Cohen was comparing structural costs like those from technological gains that have fallen as the fracking industry developed, to labour costs and the like, which have been cut almost to the bone during the downturn.
Service companies have said in the past week that they expect they will find additional areas to find savings.
"The market outlook for oilfield services in the coming quarters will remain challenging as the pressure on activity and service pricing is set to continue," said Paal Kibsgaard, CEO of Schlumberger.
"It also means that 2016 E&P investment levels will fall for a second successive year and that any significant recovery in our activity levels will be a 2017 event," he said.
Halliburton Chief Executive Officer David Lesar said in an earnings call last week that 2016 margins are expected to be down due to reduced activity and pricing pressures.
FINDING FURTHER DISCOUNTS
Oil producers have already announced spending cuts, and Barclays anticipates a further scaling back if low prices are sustained. Crude oil prices are currently hovering around $30 a barrel -- levels not seen since 2004.
"I think services prices can fall a further 5-10 percent," said Bill Costello, portfolio manager at Westwood Holdings Group Inc, which owns Schlumberger shares. "I would say a decline in single digits is about all you could expect."
He said exploration and production companies will be looking for ways to become more efficient, including better rigs, for example.

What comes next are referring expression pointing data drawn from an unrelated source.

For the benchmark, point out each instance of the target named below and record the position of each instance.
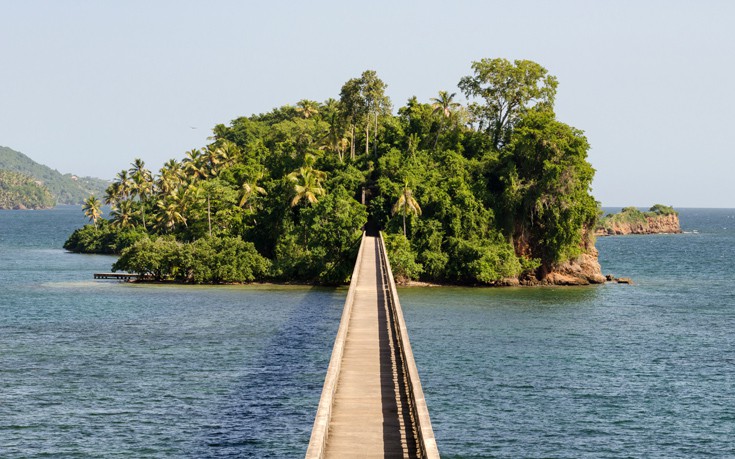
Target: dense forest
(65, 188)
(18, 191)
(494, 189)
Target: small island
(659, 219)
(492, 193)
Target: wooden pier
(117, 276)
(372, 402)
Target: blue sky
(87, 86)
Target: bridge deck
(370, 414)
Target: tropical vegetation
(497, 188)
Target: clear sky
(87, 86)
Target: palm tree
(171, 177)
(307, 184)
(92, 208)
(406, 204)
(307, 108)
(170, 212)
(142, 184)
(443, 105)
(119, 190)
(194, 164)
(122, 214)
(250, 188)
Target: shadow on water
(484, 297)
(270, 410)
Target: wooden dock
(372, 402)
(117, 276)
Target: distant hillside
(18, 191)
(65, 188)
(659, 219)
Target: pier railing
(427, 447)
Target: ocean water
(107, 369)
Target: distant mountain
(65, 188)
(18, 191)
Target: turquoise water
(99, 368)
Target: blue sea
(108, 369)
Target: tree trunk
(375, 136)
(352, 142)
(404, 222)
(209, 217)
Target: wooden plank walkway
(368, 403)
(370, 416)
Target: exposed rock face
(657, 224)
(584, 270)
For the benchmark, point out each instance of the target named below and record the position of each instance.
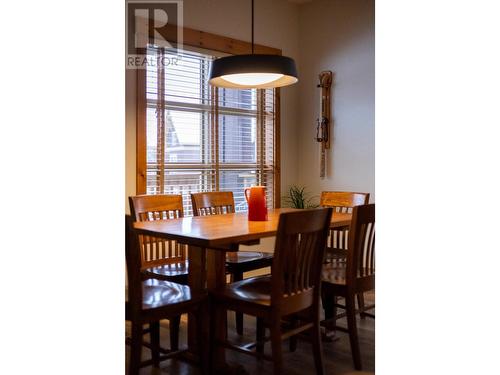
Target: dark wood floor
(336, 354)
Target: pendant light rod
(252, 24)
(253, 71)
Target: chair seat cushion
(335, 272)
(253, 290)
(247, 256)
(159, 293)
(244, 261)
(168, 272)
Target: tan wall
(323, 34)
(338, 35)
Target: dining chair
(342, 201)
(222, 202)
(292, 289)
(161, 259)
(149, 301)
(352, 277)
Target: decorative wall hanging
(323, 122)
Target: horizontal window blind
(201, 138)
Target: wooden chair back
(133, 259)
(361, 248)
(156, 251)
(212, 203)
(341, 201)
(298, 258)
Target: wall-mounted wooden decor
(324, 119)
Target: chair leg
(237, 276)
(203, 328)
(174, 332)
(261, 333)
(154, 334)
(276, 348)
(317, 349)
(361, 305)
(353, 331)
(293, 339)
(329, 302)
(135, 349)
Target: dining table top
(223, 231)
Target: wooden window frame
(213, 42)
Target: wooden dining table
(208, 239)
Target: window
(201, 138)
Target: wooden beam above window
(216, 42)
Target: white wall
(338, 35)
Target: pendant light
(253, 71)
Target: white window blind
(201, 138)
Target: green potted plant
(298, 197)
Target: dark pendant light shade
(253, 71)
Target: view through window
(201, 138)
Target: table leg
(197, 281)
(216, 278)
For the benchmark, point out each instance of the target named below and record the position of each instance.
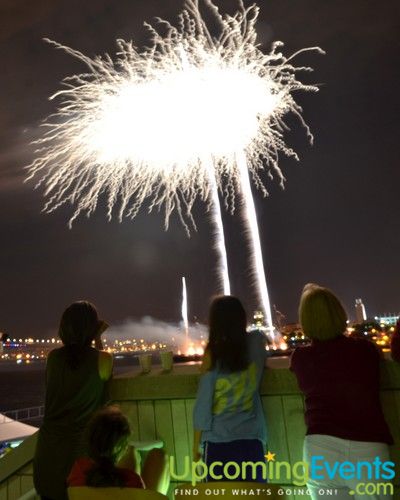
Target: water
(23, 386)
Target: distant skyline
(336, 223)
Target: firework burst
(176, 121)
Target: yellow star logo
(270, 457)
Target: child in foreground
(113, 461)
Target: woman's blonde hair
(321, 313)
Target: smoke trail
(250, 217)
(185, 319)
(220, 246)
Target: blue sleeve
(202, 413)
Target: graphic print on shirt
(235, 391)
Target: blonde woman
(339, 376)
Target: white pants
(334, 449)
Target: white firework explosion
(164, 124)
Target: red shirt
(81, 467)
(340, 381)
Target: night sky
(336, 223)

That could translate into maybe a 15 percent cut in costs -- adding up to a 20 percent or so total reduction.
With costs for big-ticket items like rigs and labour already slashed, oilfield services providers will have to look to marginal areas for any further savings.
The costs for the highest tech rigs and steel pipes known as tubulars are about 30 percent of drilling and completing a well, and could offer the most opportunity and fees could drop 20 percent, said James West, a New York-based analyst with Evercore-ISI, who follows the oilfield services sector.
Well water treatment and pressure pumping might have room for further discounts too, Barclays said.
Oilfield services providers are already working on completing wells at break-even or lower, West said, meaning any further cuts would bring losses. He put a limit on further discounts in this area of 9 percent.
But if companies like Schlumberger and Halliburton do not offer deep discounts to their services, producers may dramatically reduce drilling in order to cut spending -- wiping out business for oilfield service providers altogether.
Further well closures will be seen in the most expensive shale formations like North Dakota's Bakken and Texas' Eagle Ford, West said.